En primer lugar, el tiempo que se destina a educar. En nuestro país es considerablemente bajo, apenas 900 horas al año. Hay, pues, que incrementar el tiempo de “exposición educativa” para que se den más posibilidades de educar mejor al intelecto (haciendo que los alumnos realicen sus tareas en la propia escuela, con la orientación de los docentes) y a las otras facetas de la personalidad de los jóvenes (por medio de actividades culturales, deportivas y sociales). Para ello se requerirán inversiones cuantiosas en infraestructura y en el incremento a los salarios de los docentes, por lo que ese plan de reinstauración del turno completo en nuestras escuelas debe abarcar unos años para su implantación.
En segundo lugar, la variable recursos de apoyo, en lo social, pedagógico y tecnológico, que hagan factible la propuesta del turno completo en las escuelas y el que se pueda aprender en ellas de manera más eficiente: que se les asegure a los alumnos su alimentación proporcionada en el plantel y que se dote a esos planteles con los recursos didácticos necesarios.
En tercer lugar, el que se realice un mejor pedagogía. Para atender a esta importantísima variable se formulan también propuestas. Una tiene que ver con la reforma de los programas de estudio, otra con la capacitación para el trabajo que debe fomentar la educación y otra con el estímulo a la creatividad pedagógica de los equipos de docentes.
Hablando de los docentes, esta es la cuarta variable sobre la cual también se formulan varias propuestas. Se necesita un docente más capacitado, más motivado, mejor formado y asistido y mucho mejor pagado.
Finalmente, identificamos una quinta variable, la que tiene que ver con la implantación de una cultura organizacional distinta, en la que la obtención del logro, en la que la búsqueda del mejor rendimiento, sea el norte de cada institución. En ellas deben existir metas a lograr, rendición de cuentas a la comunidad, evaluación del rendimiento de los alumnos, de los docentes y de las instituciones. Y todo ello con la participación muy activa de las comunidades educativas, a las que se le debe dotar de nuevas competencias para que se conviertan en las primeras supervisoras del proceso. Sobre todo ello, también se formulan propuestas.

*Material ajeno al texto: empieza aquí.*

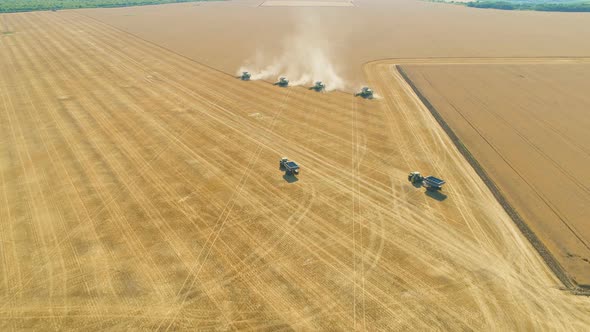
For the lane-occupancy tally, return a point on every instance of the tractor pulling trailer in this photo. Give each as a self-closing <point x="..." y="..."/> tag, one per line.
<point x="431" y="183"/>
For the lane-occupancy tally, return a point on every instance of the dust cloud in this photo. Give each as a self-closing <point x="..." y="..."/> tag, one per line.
<point x="305" y="57"/>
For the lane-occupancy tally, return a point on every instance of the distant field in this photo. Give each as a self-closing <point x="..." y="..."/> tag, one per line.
<point x="9" y="6"/>
<point x="279" y="3"/>
<point x="528" y="126"/>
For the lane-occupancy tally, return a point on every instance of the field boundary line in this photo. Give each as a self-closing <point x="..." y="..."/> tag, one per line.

Vinculadas las variables del tiempo, de los recursos pedagógicos y de apoyo social, las transformaciones curriculares y de estilo pedagógico, la actuación del docente y los sistemas de evaluación y rendición de cuentas, se trata inmediatamente de entender que activar y reforzar su acción no puede hacerse sin el incremento sustancial de los recursos económicos que se destinan a la educación, los cuales deben estar focalizados con mucha mayor intensidad hacia los niveles de Educación Preescolar, Básica y Media del sistema.
Sobre esta lógica descansan la gran mayoría de las propuestas de la Asamblea Nacional de Educación. Además, también se formulan algunas en relación con la Educación Superior, con el gravísimo tema de los jóvenes excluidos del sistema escolar y con la relación entre educación y los medios de comunicación social. Finalmente, la visión general que enmarca las propuestas tiene que ver con los papeles a jugar por el Estado y la Sociedad en relación con la educación.
Pretendemos que este cuerpo de propuestas sea debatido por las instituciones y ciudadanos del país, para contribuir todos a la transformación de nuestra educación, vista ésta como eje fundamental para reconstruir a nuestra nación. Los resultados de este debate serán la base del Compromiso Educativo Nacional.